Cet article examine l’impact du plafonnement des taux d’intérêt sur l’accès au financement du secteur bancaire au Kenya après la loi de 2016 portant modification de la loi bancaire.
Thomas Bariti, avril 2019
Au Kenya, les taux d’intérêt ont toujours été déterminés soit par le marché, soit par la réglementation par le biais de divers amendements à la loi bancaire. Entre 1995 et 1998, les taux d’intérêt pondérés des banques commerciales ont atteint un niveau historique pour ces deux dernières décennies, s’échelonnant entre 25,03 % et 29,49 % en moyenne. Au cours de cette période, les banques commerciales ont commencé à se diversifier en se tournant vers le segment à faibles revenus. Ce segment était jusqu’alors considéré comme plus risqué et moins lucratif en raison de transactions de faible valeur et, par conséquent, réservé aux institutions de microfinance. En 2004, les banques commerciales du Kenya ont offert les taux d’intérêt les plus bas de ces dernières années, de 12,53 % en moyenne. Au cours des dix années suivantes, les taux moyens pondérés du secteur bancaire n’ont cessé d’augmenter et ont poussé les autorités à plafonner les taux d’intérêt par mesure constitutionnelle.
Le graphique ci-dessous fournit un aperçu de l’évolution des taux d’intérêt pondérés des banques commerciales au Kenya entre 1995 et 2016.

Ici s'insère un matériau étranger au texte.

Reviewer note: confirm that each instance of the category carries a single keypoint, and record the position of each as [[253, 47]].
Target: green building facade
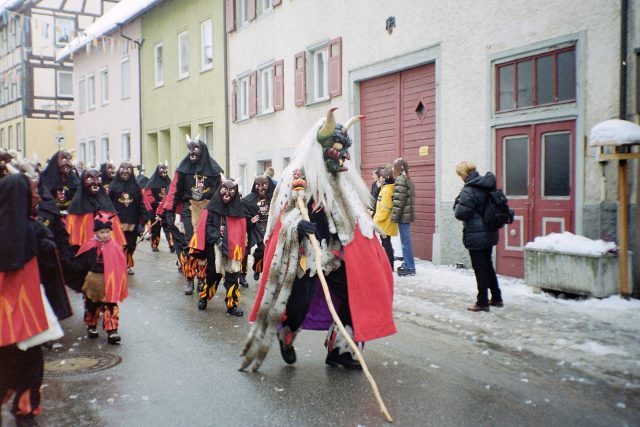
[[182, 72]]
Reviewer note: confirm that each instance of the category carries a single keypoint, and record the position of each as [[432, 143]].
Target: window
[[104, 86], [126, 146], [158, 70], [81, 96], [265, 91], [91, 91], [64, 28], [264, 6], [91, 153], [125, 78], [65, 83], [243, 98], [183, 55], [206, 39], [19, 137], [548, 78], [318, 74], [242, 12], [104, 143]]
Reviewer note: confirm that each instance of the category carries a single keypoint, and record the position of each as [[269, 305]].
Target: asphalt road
[[179, 367]]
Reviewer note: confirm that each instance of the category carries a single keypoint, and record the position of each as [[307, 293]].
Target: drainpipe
[[226, 97]]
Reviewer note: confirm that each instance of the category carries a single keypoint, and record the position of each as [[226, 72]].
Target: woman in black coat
[[476, 236]]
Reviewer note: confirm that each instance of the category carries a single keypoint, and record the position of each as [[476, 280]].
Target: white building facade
[[514, 87]]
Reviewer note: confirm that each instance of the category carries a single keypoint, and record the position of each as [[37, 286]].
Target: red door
[[400, 122], [535, 168]]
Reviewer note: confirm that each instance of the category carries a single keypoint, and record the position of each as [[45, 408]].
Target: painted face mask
[[64, 162], [195, 151], [261, 184], [335, 142], [91, 182], [125, 170], [228, 191]]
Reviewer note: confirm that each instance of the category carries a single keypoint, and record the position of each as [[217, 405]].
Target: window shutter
[[234, 100], [253, 94], [278, 86], [251, 10], [335, 67], [300, 74], [230, 15]]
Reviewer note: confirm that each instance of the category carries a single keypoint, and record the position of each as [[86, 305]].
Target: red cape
[[370, 300], [115, 268], [236, 235], [80, 228], [21, 308]]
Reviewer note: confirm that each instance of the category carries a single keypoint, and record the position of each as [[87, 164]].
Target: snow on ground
[[597, 337]]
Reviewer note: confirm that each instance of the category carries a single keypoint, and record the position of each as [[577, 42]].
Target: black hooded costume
[[61, 188]]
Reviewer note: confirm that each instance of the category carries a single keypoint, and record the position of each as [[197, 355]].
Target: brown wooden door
[[400, 122], [535, 168]]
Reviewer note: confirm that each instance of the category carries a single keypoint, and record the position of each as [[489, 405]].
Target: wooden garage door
[[400, 122]]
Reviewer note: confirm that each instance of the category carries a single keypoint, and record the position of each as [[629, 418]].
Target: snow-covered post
[[622, 135]]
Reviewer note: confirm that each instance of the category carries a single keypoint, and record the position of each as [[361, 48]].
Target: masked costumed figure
[[26, 318], [196, 179], [256, 208], [107, 173], [126, 197], [353, 261], [222, 229], [90, 199], [153, 194], [59, 179], [105, 283]]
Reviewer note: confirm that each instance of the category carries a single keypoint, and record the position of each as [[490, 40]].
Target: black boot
[[188, 288], [334, 358]]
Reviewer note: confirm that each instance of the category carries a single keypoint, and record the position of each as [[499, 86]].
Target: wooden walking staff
[[298, 186]]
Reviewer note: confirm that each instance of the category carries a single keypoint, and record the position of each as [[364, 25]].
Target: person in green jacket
[[382, 216], [403, 213]]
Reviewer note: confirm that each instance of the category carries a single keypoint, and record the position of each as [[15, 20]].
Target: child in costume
[[224, 228], [105, 284]]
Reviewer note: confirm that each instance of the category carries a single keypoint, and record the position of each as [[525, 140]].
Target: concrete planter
[[593, 275]]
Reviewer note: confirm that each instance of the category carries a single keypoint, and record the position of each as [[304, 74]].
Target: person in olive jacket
[[403, 213], [478, 239]]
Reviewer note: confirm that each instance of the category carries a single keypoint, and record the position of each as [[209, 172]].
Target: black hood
[[51, 178], [129, 186], [232, 209], [18, 242], [84, 202], [47, 203], [205, 166], [156, 182], [486, 182]]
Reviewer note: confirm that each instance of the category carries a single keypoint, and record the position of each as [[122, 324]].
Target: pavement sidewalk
[[598, 337]]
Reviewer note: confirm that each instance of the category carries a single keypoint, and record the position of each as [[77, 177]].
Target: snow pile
[[614, 132], [122, 13], [570, 243]]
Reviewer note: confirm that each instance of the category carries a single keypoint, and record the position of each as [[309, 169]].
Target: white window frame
[[265, 90], [183, 63], [126, 154], [125, 84], [243, 97], [82, 94], [318, 84], [158, 67], [205, 63], [104, 86], [91, 91], [104, 148], [242, 13]]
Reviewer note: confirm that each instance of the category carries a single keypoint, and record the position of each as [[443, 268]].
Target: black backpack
[[496, 212]]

En 2001, un projet de loi adopté par le Parlement introduisait un plafonnement des taux d’intérêt débiteurs à quatre points au-dessus du taux des bons du Trésor à 91 jours et des taux d’intérêt créditeurs à quatre points en dessous du taux des bons du Trésor à 91 jours. Les banques ont contesté devant les tribunaux ce projet de loi plus communément connu sous le nom de « projet de loi Donde », et il a finalement été révoqué, même après que le Président en place y eut donné son assentiment. La deuxième tentative de plafonnement des taux d’intérêt a eu lieu en 2013, lorsque le Bureau du budget du Parlement du Kenya a proposé que les taux des dépôts soient rattachés aux taux des prêts. Cette initiative a connu le même sort. Les deux projets de loi ont échoué en raison de la préférence du gouvernement pour des taux d’intérêt librement fixés par le marché plutôt que plafonnés. La Banque centrale du Kenya a également demandé aux banques de s’autoréguler et de prendre des mesures pour réduire le coût du crédit – en vain.

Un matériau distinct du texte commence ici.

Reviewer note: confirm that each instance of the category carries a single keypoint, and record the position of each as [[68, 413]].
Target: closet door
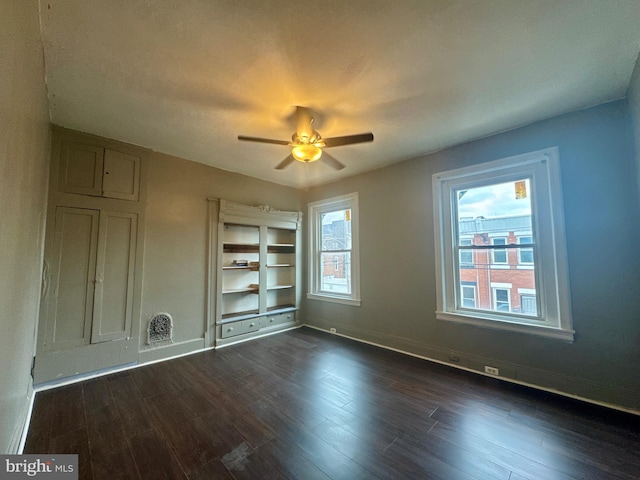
[[70, 305], [81, 169], [113, 303]]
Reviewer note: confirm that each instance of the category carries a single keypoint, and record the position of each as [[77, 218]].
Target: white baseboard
[[22, 428]]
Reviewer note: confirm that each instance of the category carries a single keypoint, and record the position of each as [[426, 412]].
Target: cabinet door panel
[[121, 175], [114, 276], [81, 169], [73, 271]]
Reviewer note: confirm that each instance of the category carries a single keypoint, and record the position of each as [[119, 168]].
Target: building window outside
[[466, 256], [468, 294], [499, 255], [333, 250], [528, 304], [483, 214], [525, 255], [502, 299]]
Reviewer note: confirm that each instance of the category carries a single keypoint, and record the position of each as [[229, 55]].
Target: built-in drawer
[[238, 328], [279, 319]]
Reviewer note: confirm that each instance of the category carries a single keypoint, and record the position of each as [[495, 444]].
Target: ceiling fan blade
[[285, 163], [331, 161], [262, 140], [348, 139]]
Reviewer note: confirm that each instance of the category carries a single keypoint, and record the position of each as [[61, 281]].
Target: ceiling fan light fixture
[[306, 153]]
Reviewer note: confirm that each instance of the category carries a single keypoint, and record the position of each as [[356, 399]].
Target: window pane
[[336, 230], [336, 272], [496, 215]]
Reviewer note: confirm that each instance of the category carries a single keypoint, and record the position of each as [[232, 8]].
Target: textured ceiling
[[185, 77]]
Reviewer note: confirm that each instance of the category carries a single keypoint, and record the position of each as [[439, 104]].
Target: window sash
[[549, 247], [347, 291]]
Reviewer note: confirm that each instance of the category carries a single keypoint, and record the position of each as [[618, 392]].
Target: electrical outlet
[[491, 370]]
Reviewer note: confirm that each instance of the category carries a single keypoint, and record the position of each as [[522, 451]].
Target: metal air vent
[[160, 329]]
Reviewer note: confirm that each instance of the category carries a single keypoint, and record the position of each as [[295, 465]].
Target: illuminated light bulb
[[306, 153]]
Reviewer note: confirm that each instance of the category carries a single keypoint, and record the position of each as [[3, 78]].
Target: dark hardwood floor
[[308, 405]]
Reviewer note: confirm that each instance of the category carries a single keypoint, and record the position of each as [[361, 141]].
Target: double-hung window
[[333, 250], [512, 211]]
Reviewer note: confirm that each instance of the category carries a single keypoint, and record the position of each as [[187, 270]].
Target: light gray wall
[[24, 160], [633, 97], [602, 212]]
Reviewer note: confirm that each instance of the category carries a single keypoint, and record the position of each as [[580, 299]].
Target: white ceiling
[[185, 77]]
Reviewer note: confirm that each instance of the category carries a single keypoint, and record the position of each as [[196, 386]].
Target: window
[[466, 256], [499, 255], [501, 299], [528, 304], [525, 255], [468, 296], [512, 211], [333, 250]]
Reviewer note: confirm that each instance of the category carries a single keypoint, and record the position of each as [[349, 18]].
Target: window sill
[[531, 329], [334, 299]]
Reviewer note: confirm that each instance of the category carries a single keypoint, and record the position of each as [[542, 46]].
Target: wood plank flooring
[[308, 405]]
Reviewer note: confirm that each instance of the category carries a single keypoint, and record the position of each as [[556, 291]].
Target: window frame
[[316, 210], [550, 254]]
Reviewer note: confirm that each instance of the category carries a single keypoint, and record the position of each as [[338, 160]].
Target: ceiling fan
[[307, 144]]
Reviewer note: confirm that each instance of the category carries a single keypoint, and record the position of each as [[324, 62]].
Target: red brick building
[[497, 279]]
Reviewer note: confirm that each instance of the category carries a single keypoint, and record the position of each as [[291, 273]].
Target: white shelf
[[279, 287], [240, 290], [270, 239]]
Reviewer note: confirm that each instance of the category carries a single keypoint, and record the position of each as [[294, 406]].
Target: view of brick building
[[336, 243], [497, 279]]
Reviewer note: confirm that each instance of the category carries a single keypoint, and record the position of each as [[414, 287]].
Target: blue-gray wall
[[602, 228]]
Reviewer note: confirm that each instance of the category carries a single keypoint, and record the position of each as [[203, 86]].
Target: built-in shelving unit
[[257, 277]]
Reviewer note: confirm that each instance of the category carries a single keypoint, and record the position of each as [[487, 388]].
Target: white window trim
[[316, 209], [543, 167]]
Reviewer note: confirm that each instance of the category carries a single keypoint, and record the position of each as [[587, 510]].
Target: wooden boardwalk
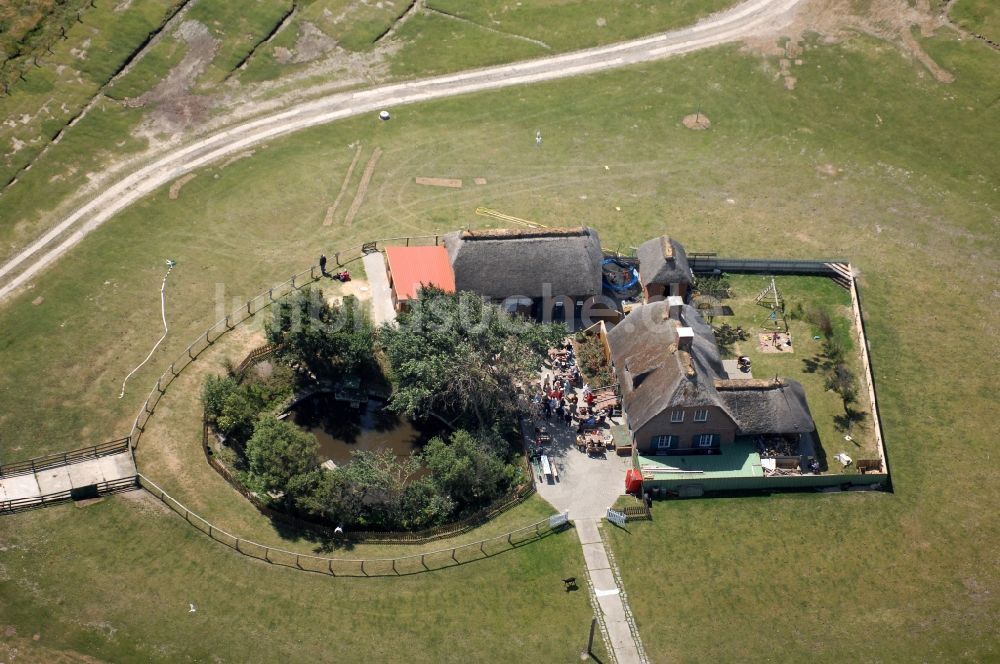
[[76, 478]]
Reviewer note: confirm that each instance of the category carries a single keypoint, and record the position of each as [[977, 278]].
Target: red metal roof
[[413, 267]]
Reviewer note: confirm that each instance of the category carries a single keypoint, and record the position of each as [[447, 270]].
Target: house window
[[705, 439], [664, 442]]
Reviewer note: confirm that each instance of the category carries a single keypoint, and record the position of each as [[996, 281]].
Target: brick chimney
[[674, 304], [685, 338]]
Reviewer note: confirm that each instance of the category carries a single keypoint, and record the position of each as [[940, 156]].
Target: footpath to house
[[378, 281], [624, 639]]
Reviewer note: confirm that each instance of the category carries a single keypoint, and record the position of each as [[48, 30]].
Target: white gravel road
[[751, 18]]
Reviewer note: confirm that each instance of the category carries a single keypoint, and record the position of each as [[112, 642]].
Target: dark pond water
[[341, 429]]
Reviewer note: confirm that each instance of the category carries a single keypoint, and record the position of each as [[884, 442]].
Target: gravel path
[[751, 18]]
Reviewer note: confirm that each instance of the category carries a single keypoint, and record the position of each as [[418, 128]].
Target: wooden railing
[[101, 488], [405, 565], [64, 458]]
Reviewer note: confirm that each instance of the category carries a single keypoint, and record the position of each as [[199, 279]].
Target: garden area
[[800, 328], [398, 428]]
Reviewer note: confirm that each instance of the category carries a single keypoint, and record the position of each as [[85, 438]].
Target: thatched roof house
[[663, 267], [768, 406], [519, 262], [673, 386], [654, 372]]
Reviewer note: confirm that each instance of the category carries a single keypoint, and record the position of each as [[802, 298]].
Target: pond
[[341, 429]]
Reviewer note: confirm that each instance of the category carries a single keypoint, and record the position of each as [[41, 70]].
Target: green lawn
[[906, 576], [570, 24], [69, 73], [825, 405], [114, 582], [980, 16]]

En juillet 2014, dans une nouvelle tentative visant à faire baisser les taux débiteurs des banques et à améliorer la transparence du crédit au secteur privé, la Banque centrale du Kenya (CBK) a introduit un taux de référence (Kenya Banks Reference Rate, ou KBRR). Les règles relatives au KBRR exigeaient des banques de communiquer et d’expliquer à leurs emprunteurs le taux de base effectif appliqué sur les prêts et toute prime supplémentaire par rapport au taux de base. Au moment de son introduction, le KBRR a été fixé à 9,13 %, révisable tous les six mois. Le 14 janvier 2015, la CBK a procédé à une révision et a réduit le KBRR à 8,54 %. Toutefois, les taux débiteurs des banques n’ont pas baissé.
Finalement, à la mi-septembre 2016, à la suite de diverses campagnes menées par les législateurs pour relancer le projet de loi Donde, la CBK a introduit un plafonnement des taux d’intérêt par le biais d’un amendement à la loi bancaire (Banking Amendment Act 2016). La nouvelle loi interdit aux banques de facturer un taux de plus de quatre points supérieur au taux de prêt de la Banque centrale ; s’agissant des dépôts, le taux d’intérêt minimum devait être de sept points en dessous du taux de référence. Au 28 mai 2018, la CBK avait fixé son taux d’intérêt de référence à 9,5 %.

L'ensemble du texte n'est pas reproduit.